La Corte di Giustizia dell’Unione Europea ha appena stabilito che non costituisce reato linkare, in una pagina web, risorse protette dalle disposizioni a tutela sul copyright e pubblicate su siti di terzi. La scelta dei giudici europei è stata motivata in modo ampio ed articolato (vedere questa pagina per consultare il testo completo) purtuttavia, in due righe, si può riassumere quanto stabilito spiegando che è possibile inserire link verso opere soggette a copyright se qeuste sono offerte al pubblico senza alcun tipo di limitazione.
Non potrebbe essere diversamente. Un giornalista, un blogger, i gestori di una testata online o di un qualunque sito web, debbono avere la possibilità di inserire riferimenti (link o collegamenti ipertestuali) a risorse pubblicate altrove.
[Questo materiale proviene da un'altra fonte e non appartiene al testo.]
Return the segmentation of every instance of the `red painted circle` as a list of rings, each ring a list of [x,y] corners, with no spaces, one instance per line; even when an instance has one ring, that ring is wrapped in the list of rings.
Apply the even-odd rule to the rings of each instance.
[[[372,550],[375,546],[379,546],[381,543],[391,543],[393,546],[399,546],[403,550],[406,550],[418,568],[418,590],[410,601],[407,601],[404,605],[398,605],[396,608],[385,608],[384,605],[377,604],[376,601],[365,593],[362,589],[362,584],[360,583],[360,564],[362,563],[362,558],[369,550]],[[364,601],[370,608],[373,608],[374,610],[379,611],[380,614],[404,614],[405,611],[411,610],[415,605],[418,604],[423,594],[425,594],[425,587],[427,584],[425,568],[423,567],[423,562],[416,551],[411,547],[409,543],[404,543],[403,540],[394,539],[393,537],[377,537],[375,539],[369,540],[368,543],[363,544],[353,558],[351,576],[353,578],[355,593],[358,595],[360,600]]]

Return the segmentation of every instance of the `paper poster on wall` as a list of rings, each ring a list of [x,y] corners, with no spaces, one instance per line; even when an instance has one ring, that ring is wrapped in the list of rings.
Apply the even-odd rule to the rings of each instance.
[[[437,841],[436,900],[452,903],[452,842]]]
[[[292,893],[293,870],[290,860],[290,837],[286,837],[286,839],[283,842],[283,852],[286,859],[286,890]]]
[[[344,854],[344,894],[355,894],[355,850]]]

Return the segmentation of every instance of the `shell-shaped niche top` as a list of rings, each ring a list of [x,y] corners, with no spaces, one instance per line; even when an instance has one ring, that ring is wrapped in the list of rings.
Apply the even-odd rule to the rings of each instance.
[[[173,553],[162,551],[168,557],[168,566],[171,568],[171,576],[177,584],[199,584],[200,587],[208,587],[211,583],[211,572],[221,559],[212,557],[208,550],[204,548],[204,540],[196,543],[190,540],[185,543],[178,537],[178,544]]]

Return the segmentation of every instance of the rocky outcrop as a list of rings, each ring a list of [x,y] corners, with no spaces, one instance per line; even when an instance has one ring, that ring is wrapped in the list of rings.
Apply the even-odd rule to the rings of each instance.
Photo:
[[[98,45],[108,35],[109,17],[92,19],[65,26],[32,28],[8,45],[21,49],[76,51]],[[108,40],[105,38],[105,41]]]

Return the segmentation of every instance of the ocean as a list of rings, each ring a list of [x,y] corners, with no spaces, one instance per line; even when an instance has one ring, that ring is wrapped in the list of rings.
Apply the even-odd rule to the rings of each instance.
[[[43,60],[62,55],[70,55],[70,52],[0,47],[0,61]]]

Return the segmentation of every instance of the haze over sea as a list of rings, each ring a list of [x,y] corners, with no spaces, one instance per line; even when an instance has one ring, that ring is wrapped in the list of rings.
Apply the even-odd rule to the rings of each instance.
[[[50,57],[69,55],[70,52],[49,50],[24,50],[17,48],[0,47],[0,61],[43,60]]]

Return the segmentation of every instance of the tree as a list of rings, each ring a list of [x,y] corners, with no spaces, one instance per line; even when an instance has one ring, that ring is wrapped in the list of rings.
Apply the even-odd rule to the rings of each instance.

È uno dei principi base per un web libero ed aperto, per un web che possa semplificare l’individuazione e la diffusione di informazioni e conoscenza, uno dei pilastri eretti da Tim Berners-Lee.
La vertenza legale vedeva contrapporsi due siti Internet svedesi: uno accusava l’altro di aver indebitamente pubblicato link verso propri articoli senza averne preventivamente richiesto l’autorizzazione. La Corte di Giustizia ha stabilito che l’autorizzazione non serve se vengono linkati documenti già pubblicamente accessibili a qualsivoglia utente.
Diverso sarebbe stato il caso in cui il sito avesse offerto le indicazioni per superare eventuali restrazioni che, ad esempio, consentono di riservare l’accesso e la consultazione degli articoli ai soli utenti abbonati. Nel caso di specie, invece, si sono linkati semplicemente contenuti “pubblici” senza quindi alterare in alcun modo l’audience del sito che detiene i diritti d’autore sulla pubblicazione dei vari articoli.
La sentenza non riguarda ovviamente (e non ne fa neppure menzione) quelle attività di linking poste in essere per fare riferimento a contenuti protetti da copyright e pubblicati in Rete da parte di terzi senza detenerne alcun diritto. In altre parole, chi inserisce link a contenuti “pirata” che non svolga un ruolo di “intermediario della comunicazione” (motore di ricerca, sito web che ospita contenuti prodotti dagli iscritti,…) può essere chiamato a rispondere del suo operato nonostante il materiale sia ospitato su server gestiti da terzi.
La decisione della Corte di Giustizia è comunque importante perché mette un freno alle “derive”, in termini legislativi, che potrebbero verificarsi a livello locale.